Armored Car (conceptualized in late 15th century) –
Another incredible conception from da Vinci, the Armored Car is surely the forerunner to the contemporary military tanks. Designed as a massive circular platform reinforced with sturdy metallic plates, and driven by wheels – the Armored Car was envisaged to have a crew of 8 members inside the hull. Additionally, the weapon platform would carry an array of light cannons, with the gunner having 360 degrees field-of-view that was to be aided by a sighting turret at the top.

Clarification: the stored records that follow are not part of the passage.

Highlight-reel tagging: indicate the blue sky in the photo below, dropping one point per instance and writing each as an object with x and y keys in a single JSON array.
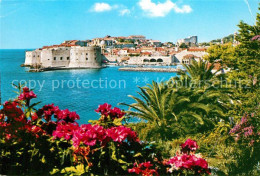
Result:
[{"x": 35, "y": 23}]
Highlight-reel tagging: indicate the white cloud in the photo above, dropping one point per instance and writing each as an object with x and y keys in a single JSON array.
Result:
[
  {"x": 101, "y": 7},
  {"x": 124, "y": 12},
  {"x": 162, "y": 9}
]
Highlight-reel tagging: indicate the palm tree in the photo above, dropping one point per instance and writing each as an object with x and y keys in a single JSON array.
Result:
[
  {"x": 175, "y": 108},
  {"x": 171, "y": 112},
  {"x": 201, "y": 71}
]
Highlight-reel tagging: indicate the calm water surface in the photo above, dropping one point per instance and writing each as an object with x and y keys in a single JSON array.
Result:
[{"x": 65, "y": 88}]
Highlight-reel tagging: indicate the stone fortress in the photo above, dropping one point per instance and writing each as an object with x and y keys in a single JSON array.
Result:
[
  {"x": 64, "y": 56},
  {"x": 131, "y": 50}
]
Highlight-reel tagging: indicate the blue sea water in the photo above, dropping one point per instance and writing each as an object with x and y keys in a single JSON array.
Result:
[{"x": 65, "y": 88}]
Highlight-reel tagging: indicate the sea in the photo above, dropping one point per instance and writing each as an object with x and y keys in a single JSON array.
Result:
[{"x": 79, "y": 90}]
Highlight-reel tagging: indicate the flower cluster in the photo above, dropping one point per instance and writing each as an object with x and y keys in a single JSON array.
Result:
[
  {"x": 107, "y": 112},
  {"x": 245, "y": 129},
  {"x": 67, "y": 116},
  {"x": 122, "y": 133},
  {"x": 91, "y": 134},
  {"x": 12, "y": 110},
  {"x": 48, "y": 111},
  {"x": 189, "y": 146},
  {"x": 65, "y": 130},
  {"x": 26, "y": 94},
  {"x": 188, "y": 162},
  {"x": 143, "y": 169}
]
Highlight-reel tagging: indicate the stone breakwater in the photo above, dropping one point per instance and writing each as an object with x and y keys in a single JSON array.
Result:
[{"x": 142, "y": 69}]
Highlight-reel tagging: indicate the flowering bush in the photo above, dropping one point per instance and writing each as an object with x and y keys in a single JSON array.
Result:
[
  {"x": 50, "y": 141},
  {"x": 245, "y": 130},
  {"x": 143, "y": 169},
  {"x": 189, "y": 146},
  {"x": 188, "y": 161}
]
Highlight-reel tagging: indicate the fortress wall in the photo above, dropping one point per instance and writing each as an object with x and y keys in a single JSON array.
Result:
[
  {"x": 46, "y": 58},
  {"x": 179, "y": 56},
  {"x": 112, "y": 58},
  {"x": 141, "y": 60},
  {"x": 85, "y": 57},
  {"x": 28, "y": 58},
  {"x": 32, "y": 58},
  {"x": 68, "y": 57},
  {"x": 60, "y": 57}
]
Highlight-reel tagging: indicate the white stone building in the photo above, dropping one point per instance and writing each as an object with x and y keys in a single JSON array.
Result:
[
  {"x": 153, "y": 60},
  {"x": 186, "y": 56},
  {"x": 65, "y": 57}
]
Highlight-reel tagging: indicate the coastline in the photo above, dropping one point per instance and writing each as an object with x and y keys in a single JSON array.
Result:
[{"x": 142, "y": 69}]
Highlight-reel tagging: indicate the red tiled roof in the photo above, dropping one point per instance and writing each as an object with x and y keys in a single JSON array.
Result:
[{"x": 197, "y": 49}]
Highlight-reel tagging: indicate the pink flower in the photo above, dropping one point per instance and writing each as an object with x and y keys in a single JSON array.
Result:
[
  {"x": 67, "y": 116},
  {"x": 27, "y": 94},
  {"x": 65, "y": 130},
  {"x": 48, "y": 111},
  {"x": 143, "y": 169},
  {"x": 189, "y": 162},
  {"x": 106, "y": 111},
  {"x": 11, "y": 110},
  {"x": 121, "y": 133},
  {"x": 89, "y": 135},
  {"x": 189, "y": 145}
]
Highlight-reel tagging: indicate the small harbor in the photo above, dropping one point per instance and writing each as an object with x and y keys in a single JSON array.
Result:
[{"x": 150, "y": 69}]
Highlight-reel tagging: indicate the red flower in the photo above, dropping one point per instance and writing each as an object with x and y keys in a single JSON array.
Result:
[
  {"x": 65, "y": 130},
  {"x": 89, "y": 135},
  {"x": 27, "y": 94},
  {"x": 67, "y": 116},
  {"x": 188, "y": 162},
  {"x": 106, "y": 111},
  {"x": 11, "y": 110},
  {"x": 121, "y": 133},
  {"x": 189, "y": 145},
  {"x": 143, "y": 169},
  {"x": 48, "y": 111}
]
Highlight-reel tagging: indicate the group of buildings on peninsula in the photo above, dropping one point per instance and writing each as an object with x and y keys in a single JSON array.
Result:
[{"x": 131, "y": 50}]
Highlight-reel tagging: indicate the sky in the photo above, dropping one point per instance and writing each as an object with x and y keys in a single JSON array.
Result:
[{"x": 28, "y": 24}]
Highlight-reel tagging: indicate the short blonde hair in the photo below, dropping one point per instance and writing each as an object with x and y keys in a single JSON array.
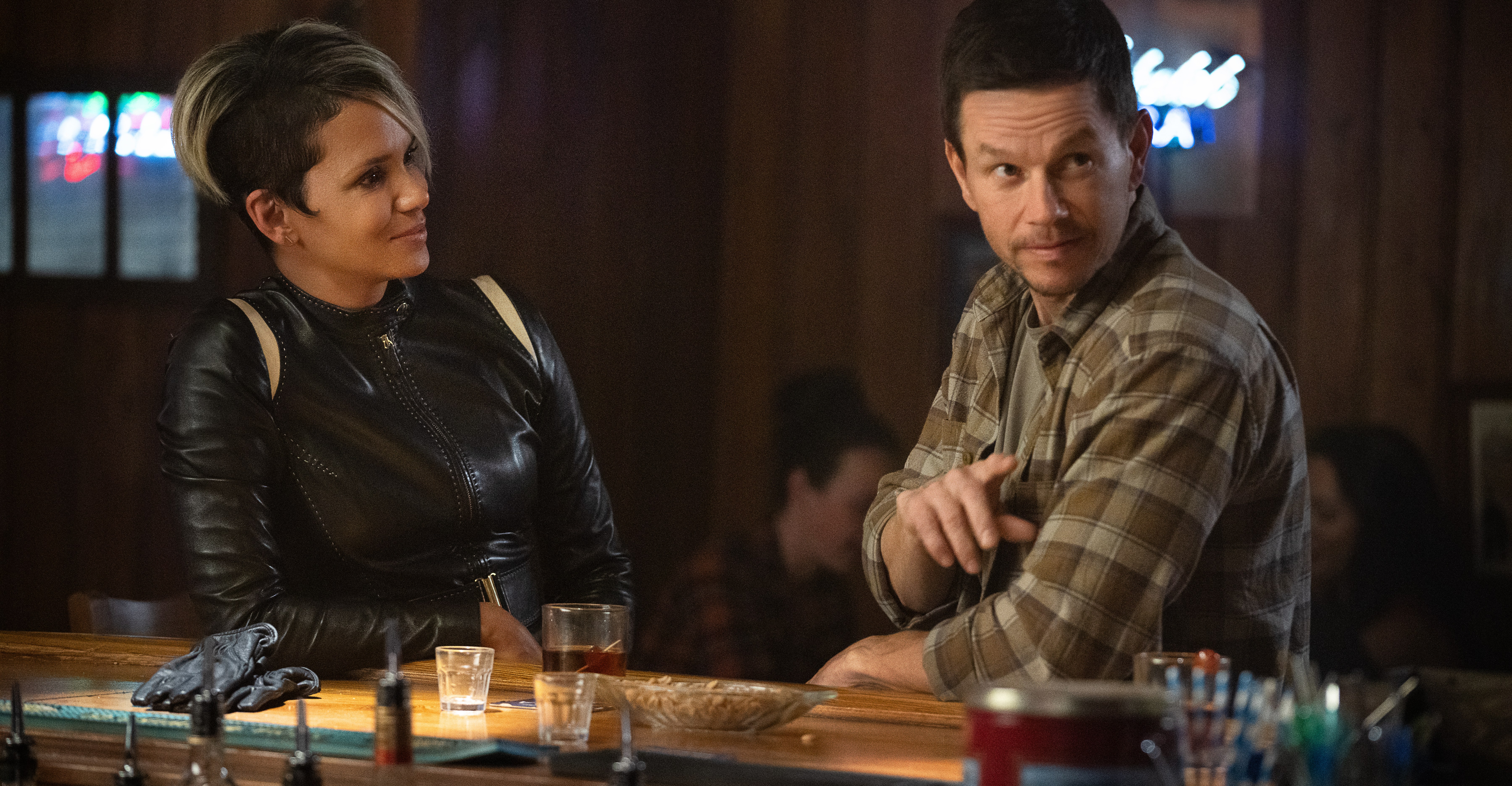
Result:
[{"x": 247, "y": 113}]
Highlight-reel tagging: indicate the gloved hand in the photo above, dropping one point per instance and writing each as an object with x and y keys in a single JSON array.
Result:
[
  {"x": 274, "y": 688},
  {"x": 241, "y": 657}
]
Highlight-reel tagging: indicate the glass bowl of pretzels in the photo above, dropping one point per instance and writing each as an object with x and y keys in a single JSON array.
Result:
[{"x": 710, "y": 705}]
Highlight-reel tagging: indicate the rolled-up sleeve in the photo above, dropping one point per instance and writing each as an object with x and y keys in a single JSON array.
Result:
[{"x": 1147, "y": 475}]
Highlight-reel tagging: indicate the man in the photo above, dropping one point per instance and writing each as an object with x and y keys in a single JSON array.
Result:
[{"x": 1115, "y": 462}]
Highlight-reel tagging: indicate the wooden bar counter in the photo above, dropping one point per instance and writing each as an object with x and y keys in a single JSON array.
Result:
[{"x": 875, "y": 732}]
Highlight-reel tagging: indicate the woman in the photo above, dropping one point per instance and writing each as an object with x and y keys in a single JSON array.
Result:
[
  {"x": 1380, "y": 581},
  {"x": 395, "y": 450}
]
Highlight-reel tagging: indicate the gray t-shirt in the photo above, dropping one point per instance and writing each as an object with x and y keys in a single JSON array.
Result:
[{"x": 1026, "y": 383}]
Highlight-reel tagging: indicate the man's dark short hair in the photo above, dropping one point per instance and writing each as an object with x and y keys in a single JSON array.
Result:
[
  {"x": 1006, "y": 45},
  {"x": 822, "y": 415}
]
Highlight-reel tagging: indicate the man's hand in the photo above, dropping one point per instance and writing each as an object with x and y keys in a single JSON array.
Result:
[
  {"x": 888, "y": 663},
  {"x": 509, "y": 639},
  {"x": 956, "y": 516}
]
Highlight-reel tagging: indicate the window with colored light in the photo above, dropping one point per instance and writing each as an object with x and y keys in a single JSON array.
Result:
[{"x": 102, "y": 194}]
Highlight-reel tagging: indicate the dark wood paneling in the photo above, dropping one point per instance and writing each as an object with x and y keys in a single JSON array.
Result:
[
  {"x": 1337, "y": 217},
  {"x": 1484, "y": 262},
  {"x": 1411, "y": 282}
]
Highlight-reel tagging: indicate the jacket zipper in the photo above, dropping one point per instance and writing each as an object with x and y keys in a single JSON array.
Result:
[{"x": 454, "y": 454}]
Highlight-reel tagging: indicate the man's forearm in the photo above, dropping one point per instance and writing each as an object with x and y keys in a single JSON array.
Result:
[
  {"x": 893, "y": 663},
  {"x": 919, "y": 581}
]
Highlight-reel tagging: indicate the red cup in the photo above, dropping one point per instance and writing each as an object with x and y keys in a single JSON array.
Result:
[{"x": 1070, "y": 732}]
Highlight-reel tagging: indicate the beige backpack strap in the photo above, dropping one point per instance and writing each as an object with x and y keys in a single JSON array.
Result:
[
  {"x": 265, "y": 336},
  {"x": 501, "y": 303}
]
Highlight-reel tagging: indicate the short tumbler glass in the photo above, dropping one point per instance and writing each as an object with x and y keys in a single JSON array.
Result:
[
  {"x": 462, "y": 675},
  {"x": 586, "y": 637},
  {"x": 563, "y": 707}
]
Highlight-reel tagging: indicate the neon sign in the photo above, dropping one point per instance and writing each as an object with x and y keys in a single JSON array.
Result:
[
  {"x": 1189, "y": 93},
  {"x": 143, "y": 129}
]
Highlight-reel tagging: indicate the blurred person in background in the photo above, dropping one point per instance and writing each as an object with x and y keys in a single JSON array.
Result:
[
  {"x": 1381, "y": 580},
  {"x": 773, "y": 605}
]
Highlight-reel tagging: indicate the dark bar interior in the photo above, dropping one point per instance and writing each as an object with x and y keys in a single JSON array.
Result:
[{"x": 708, "y": 197}]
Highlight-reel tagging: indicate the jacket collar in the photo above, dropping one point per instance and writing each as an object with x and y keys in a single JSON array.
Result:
[{"x": 395, "y": 308}]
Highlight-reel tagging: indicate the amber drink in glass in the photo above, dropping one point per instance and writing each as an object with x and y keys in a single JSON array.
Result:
[{"x": 586, "y": 639}]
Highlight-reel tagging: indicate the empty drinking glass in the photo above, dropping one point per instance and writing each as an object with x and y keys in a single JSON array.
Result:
[
  {"x": 462, "y": 675},
  {"x": 563, "y": 707}
]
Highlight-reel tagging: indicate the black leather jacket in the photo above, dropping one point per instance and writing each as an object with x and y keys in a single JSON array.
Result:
[{"x": 412, "y": 448}]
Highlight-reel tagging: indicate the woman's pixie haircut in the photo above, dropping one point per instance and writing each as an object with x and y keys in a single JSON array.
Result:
[{"x": 247, "y": 113}]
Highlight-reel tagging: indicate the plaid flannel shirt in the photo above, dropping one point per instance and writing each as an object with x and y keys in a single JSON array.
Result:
[{"x": 1166, "y": 469}]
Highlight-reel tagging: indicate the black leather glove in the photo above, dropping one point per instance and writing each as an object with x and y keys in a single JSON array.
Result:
[
  {"x": 241, "y": 658},
  {"x": 274, "y": 688}
]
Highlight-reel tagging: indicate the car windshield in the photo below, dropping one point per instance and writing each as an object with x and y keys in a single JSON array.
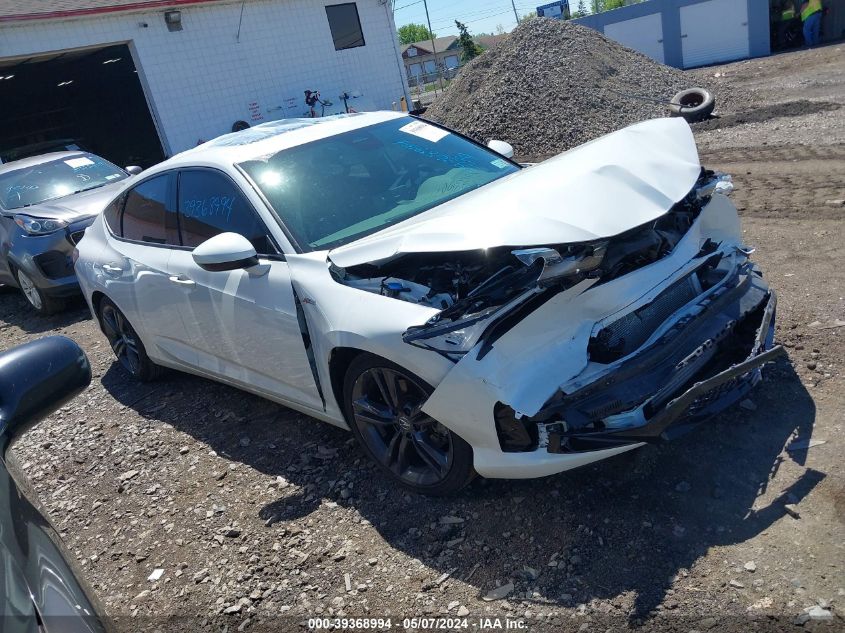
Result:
[
  {"x": 55, "y": 179},
  {"x": 344, "y": 187}
]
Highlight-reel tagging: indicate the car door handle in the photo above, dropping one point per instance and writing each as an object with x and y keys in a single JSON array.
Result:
[{"x": 183, "y": 281}]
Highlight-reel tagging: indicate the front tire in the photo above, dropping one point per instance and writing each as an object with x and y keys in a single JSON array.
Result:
[
  {"x": 36, "y": 297},
  {"x": 126, "y": 344},
  {"x": 382, "y": 402}
]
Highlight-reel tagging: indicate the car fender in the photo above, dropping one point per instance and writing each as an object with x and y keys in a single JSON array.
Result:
[{"x": 341, "y": 316}]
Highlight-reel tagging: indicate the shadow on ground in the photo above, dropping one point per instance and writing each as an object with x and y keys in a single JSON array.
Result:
[{"x": 620, "y": 530}]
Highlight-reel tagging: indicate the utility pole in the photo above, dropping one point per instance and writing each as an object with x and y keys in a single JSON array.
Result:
[{"x": 433, "y": 49}]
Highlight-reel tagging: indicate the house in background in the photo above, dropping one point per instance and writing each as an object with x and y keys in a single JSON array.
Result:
[
  {"x": 140, "y": 80},
  {"x": 423, "y": 61}
]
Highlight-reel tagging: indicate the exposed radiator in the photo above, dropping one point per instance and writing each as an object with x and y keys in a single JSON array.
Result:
[{"x": 623, "y": 336}]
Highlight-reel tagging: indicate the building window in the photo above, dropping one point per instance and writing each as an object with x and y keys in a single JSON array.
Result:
[{"x": 345, "y": 25}]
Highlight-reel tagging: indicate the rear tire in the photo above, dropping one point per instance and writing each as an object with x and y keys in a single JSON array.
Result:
[
  {"x": 35, "y": 296},
  {"x": 695, "y": 104},
  {"x": 126, "y": 344},
  {"x": 382, "y": 404}
]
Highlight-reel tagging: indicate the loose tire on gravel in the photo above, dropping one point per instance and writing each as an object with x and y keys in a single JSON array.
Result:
[
  {"x": 382, "y": 403},
  {"x": 695, "y": 104},
  {"x": 126, "y": 344}
]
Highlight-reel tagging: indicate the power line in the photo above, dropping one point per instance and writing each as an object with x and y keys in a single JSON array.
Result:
[
  {"x": 410, "y": 4},
  {"x": 485, "y": 17}
]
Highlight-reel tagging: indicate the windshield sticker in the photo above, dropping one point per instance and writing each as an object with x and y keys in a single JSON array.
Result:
[
  {"x": 424, "y": 130},
  {"x": 76, "y": 163}
]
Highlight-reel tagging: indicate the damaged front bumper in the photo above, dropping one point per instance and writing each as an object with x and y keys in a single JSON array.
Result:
[
  {"x": 698, "y": 384},
  {"x": 684, "y": 362}
]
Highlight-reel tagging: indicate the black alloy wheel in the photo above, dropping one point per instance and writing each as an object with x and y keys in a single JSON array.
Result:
[
  {"x": 384, "y": 408},
  {"x": 125, "y": 343}
]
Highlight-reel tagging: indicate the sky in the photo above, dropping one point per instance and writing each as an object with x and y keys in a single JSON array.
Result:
[{"x": 480, "y": 16}]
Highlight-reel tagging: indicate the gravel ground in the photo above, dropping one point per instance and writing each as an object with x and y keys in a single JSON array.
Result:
[{"x": 260, "y": 517}]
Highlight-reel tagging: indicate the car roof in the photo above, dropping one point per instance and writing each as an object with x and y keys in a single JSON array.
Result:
[
  {"x": 38, "y": 160},
  {"x": 272, "y": 137}
]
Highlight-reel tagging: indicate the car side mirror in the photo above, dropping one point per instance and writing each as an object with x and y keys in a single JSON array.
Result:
[
  {"x": 36, "y": 379},
  {"x": 226, "y": 251},
  {"x": 500, "y": 147}
]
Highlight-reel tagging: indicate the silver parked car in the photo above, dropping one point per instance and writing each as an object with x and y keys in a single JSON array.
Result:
[{"x": 46, "y": 203}]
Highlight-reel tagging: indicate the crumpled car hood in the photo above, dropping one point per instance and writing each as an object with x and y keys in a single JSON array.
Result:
[{"x": 597, "y": 190}]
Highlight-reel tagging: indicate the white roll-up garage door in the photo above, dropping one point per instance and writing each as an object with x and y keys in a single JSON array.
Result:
[
  {"x": 643, "y": 34},
  {"x": 714, "y": 31}
]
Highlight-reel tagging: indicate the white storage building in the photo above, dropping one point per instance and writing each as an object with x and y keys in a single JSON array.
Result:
[{"x": 138, "y": 80}]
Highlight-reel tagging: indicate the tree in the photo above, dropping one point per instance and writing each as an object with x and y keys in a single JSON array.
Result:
[
  {"x": 470, "y": 48},
  {"x": 411, "y": 33}
]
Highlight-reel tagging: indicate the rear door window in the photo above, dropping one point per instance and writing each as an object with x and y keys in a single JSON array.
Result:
[
  {"x": 210, "y": 204},
  {"x": 111, "y": 215},
  {"x": 149, "y": 214}
]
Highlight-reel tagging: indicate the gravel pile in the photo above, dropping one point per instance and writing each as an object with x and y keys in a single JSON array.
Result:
[{"x": 550, "y": 86}]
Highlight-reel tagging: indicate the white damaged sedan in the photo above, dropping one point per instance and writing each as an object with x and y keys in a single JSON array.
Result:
[{"x": 459, "y": 313}]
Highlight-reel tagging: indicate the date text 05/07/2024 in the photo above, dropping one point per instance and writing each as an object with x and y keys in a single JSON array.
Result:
[{"x": 418, "y": 624}]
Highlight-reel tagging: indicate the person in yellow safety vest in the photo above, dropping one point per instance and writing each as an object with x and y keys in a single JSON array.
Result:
[
  {"x": 811, "y": 16},
  {"x": 788, "y": 12}
]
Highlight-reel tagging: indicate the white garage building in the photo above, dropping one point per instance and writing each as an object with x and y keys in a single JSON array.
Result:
[{"x": 137, "y": 80}]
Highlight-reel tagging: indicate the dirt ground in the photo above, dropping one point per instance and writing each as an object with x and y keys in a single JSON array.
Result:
[{"x": 262, "y": 518}]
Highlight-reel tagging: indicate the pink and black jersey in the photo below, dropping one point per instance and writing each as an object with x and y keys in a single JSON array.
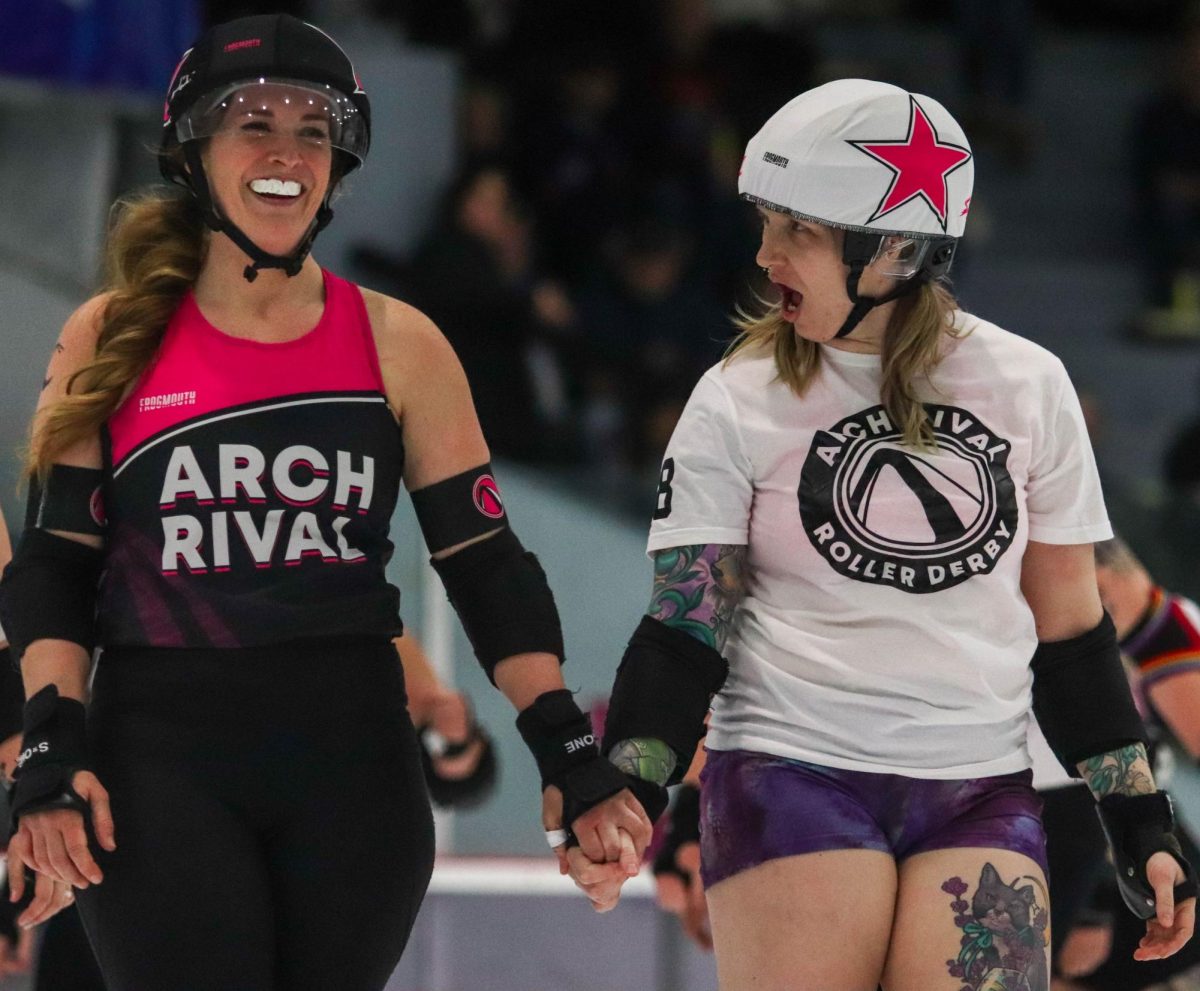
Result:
[{"x": 250, "y": 487}]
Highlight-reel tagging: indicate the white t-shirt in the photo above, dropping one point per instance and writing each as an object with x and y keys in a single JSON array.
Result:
[{"x": 883, "y": 626}]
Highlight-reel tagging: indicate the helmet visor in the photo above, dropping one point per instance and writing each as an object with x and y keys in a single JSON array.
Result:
[
  {"x": 315, "y": 115},
  {"x": 899, "y": 256}
]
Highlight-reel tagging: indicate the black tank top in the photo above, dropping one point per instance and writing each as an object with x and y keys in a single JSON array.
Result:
[{"x": 250, "y": 487}]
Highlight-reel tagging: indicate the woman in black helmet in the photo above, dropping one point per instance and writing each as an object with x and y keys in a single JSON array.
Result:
[{"x": 214, "y": 467}]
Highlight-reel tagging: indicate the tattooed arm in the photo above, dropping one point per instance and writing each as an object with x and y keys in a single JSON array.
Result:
[
  {"x": 1121, "y": 772},
  {"x": 696, "y": 589},
  {"x": 1059, "y": 582}
]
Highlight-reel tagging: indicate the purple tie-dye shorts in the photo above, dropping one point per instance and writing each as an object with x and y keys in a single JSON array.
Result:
[{"x": 757, "y": 808}]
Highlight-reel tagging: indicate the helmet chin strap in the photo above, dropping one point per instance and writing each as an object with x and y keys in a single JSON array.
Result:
[
  {"x": 858, "y": 251},
  {"x": 291, "y": 264}
]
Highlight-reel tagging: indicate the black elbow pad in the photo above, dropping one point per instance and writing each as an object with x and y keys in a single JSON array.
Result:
[
  {"x": 503, "y": 600},
  {"x": 663, "y": 691},
  {"x": 48, "y": 592},
  {"x": 1081, "y": 697}
]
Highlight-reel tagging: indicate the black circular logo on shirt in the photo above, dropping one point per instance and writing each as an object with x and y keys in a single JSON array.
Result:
[{"x": 918, "y": 521}]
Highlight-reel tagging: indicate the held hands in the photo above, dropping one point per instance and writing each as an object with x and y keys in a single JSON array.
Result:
[
  {"x": 612, "y": 839},
  {"x": 54, "y": 841},
  {"x": 1171, "y": 925}
]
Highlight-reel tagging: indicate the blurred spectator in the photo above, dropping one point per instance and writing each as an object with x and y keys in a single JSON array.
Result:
[
  {"x": 1181, "y": 512},
  {"x": 475, "y": 276},
  {"x": 114, "y": 43},
  {"x": 651, "y": 329},
  {"x": 1167, "y": 173},
  {"x": 996, "y": 47}
]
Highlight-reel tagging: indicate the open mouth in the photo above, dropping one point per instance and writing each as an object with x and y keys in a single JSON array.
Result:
[
  {"x": 276, "y": 190},
  {"x": 790, "y": 299}
]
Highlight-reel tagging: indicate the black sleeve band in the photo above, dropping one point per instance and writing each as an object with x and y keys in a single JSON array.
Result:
[
  {"x": 503, "y": 600},
  {"x": 53, "y": 749},
  {"x": 1138, "y": 827},
  {"x": 71, "y": 499},
  {"x": 1081, "y": 697},
  {"x": 460, "y": 508},
  {"x": 663, "y": 691},
  {"x": 48, "y": 592}
]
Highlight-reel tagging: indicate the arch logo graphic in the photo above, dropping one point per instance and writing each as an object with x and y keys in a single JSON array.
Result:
[{"x": 918, "y": 521}]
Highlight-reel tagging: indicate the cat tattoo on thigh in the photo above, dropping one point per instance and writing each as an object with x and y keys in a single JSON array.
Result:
[{"x": 1003, "y": 934}]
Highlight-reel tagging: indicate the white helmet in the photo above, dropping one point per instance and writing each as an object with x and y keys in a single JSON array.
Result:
[{"x": 876, "y": 162}]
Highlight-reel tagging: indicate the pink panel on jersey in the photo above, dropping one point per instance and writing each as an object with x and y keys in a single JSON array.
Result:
[{"x": 201, "y": 370}]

Suffice it to say, the entire contraption was to be powered by humans – with the men inside working upon the cranks that would make the wheels spin. Leonardo da Vinci even thought of including horses into the cranking scope; but later thought against it due to the uncontrollable nature of animals. But the most baffling part about the Armored Car is the arrangement of the cranking systems that seemingly go in opposite directions – thus ultimately making the vehicle immobile. According to some historians, this may have been an intentional flaw, since the ‘pacifist’ da Vinci didn’t want his war machines to be developed further for actual military actions.